A third consideration pertains the classification of approaches. Most projects lacked theoretical frameworks (24 of 31) or explanations of how their components were expected to re-configure beneficiaries’ behaviour. The team thus systematically examined the project’s BC techniques to outline four main intervention models, drawing on an existing classification [43]. Grouped projects were then assumed to possess a broadly similar rationale. Quality measures were adopted to ensure the reliability of this classification, including working in pairs during coding and conducting multiple review rounds. We are aware, however, that other typologies could be used.

Conclusion

Our review highlights the need for investments in integrated BC interventions. Combining appropriate pedagogical techniques for HEIs with community-based planning and user-defined infrastructure components may both motivate and enable beneficiaries to adopt recommended practices as well as addressing or circumventing structural barriers, fostering an enabling social and physical environment, to sustain the new behaviours. This appears central to encourage safe water contact practices, reduce transmission behaviours and, promote treatment seeking or uptake. Whilst further research is needed to ascertain the costs of integrated approaches, chiefly when considering that fostering BC may require long-term support, indicative evidence that BC can help sustain low infection rates post-MDAs suggest that such investments may be cost-effective as part of programmes’ elimination plans.
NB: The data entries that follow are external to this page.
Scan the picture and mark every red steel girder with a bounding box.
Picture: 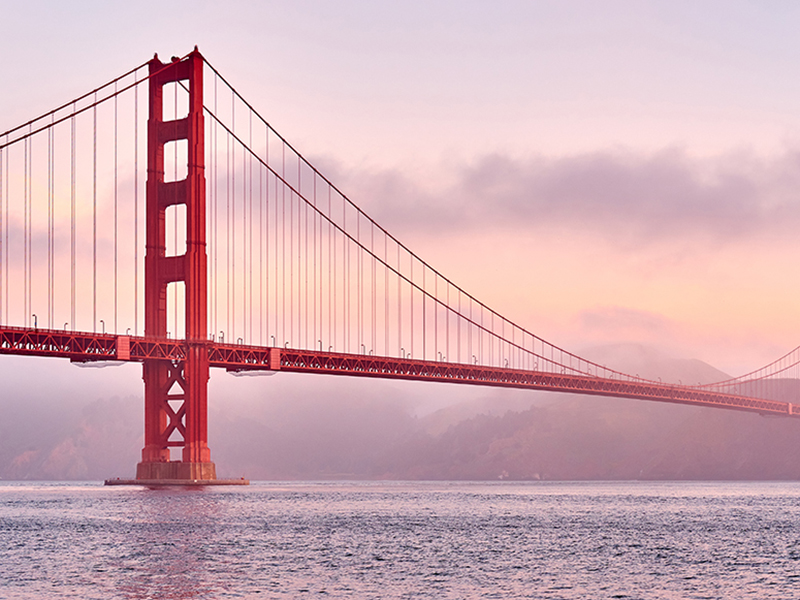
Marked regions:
[0,327,800,417]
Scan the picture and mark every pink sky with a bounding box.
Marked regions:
[0,1,800,373]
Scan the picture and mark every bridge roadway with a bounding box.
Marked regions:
[0,327,800,417]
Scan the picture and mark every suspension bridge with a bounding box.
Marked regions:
[0,48,800,484]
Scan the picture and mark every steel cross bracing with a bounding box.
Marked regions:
[0,327,800,417]
[0,48,800,480]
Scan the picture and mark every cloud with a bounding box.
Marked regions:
[320,149,800,243]
[579,306,678,341]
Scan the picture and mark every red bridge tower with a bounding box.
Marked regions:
[136,47,216,480]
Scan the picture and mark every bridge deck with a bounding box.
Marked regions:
[0,327,800,417]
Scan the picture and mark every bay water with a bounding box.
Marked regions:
[0,481,800,600]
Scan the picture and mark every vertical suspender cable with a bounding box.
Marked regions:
[0,140,2,325]
[69,104,78,331]
[114,82,119,333]
[92,92,97,332]
[47,115,55,329]
[22,138,31,325]
[170,85,177,339]
[133,71,139,335]
[247,111,253,343]
[228,94,236,341]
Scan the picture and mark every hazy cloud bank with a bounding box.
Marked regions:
[322,150,800,243]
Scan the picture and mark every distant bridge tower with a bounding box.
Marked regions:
[136,47,216,480]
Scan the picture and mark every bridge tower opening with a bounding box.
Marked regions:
[136,47,216,481]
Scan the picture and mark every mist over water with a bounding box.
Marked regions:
[0,482,800,599]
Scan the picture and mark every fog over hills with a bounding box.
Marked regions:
[0,345,800,480]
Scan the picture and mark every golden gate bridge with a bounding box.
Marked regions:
[0,48,800,484]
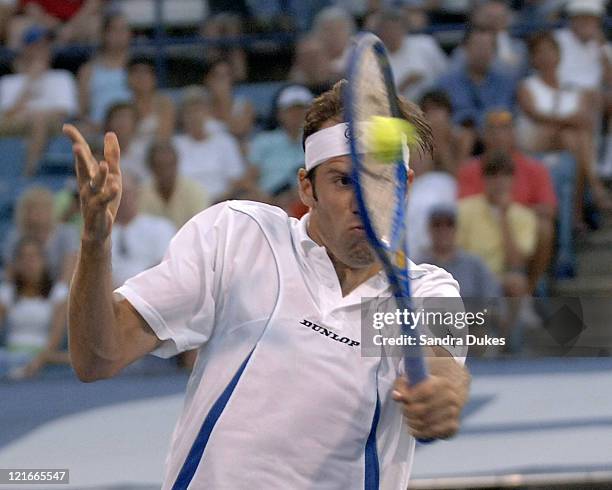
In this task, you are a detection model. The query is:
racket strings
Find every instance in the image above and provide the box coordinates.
[353,46,403,248]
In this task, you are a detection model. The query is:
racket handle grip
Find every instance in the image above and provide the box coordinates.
[404,356,435,444]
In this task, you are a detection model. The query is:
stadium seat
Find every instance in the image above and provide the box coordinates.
[121,0,208,29]
[0,138,26,178]
[29,175,70,192]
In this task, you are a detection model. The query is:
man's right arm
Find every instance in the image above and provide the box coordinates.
[64,124,160,381]
[68,235,161,382]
Methodological and data gaps noted in the literature, outline key considerations for further research. Projects/programmes need to be clear on the type of behaviour targeted, the rationale/theory behind the intervention design, the specific contributions of different intervention components or BC techniques, and the pathways through which BC is expected to generate epidemiological impacts. Accompanying evaluation studies would benefit from using control groups and behavioural indicators validated through observed behaviours, discussions or interviews, as well as reliable diagnostic tests. Evaluations should also be mindful of the longevity of BC processes. Projects with these components will greatly contribute to the body of evidence for BC approaches for schistosomiasis elimination.

Supporting information

S1 PRISMA Checklist. PRISMA 2020 Checklist.

(DOCX)

S1 Table. Quality assessment criteria.

(DOCX)

S2 Table. Complete results from selected behaviour change interventions.

(DOCX)

Data Availability

All relevant data are within the manuscript and its Supporting Information files.

Funding Statement

The authors received no specific funding for this work.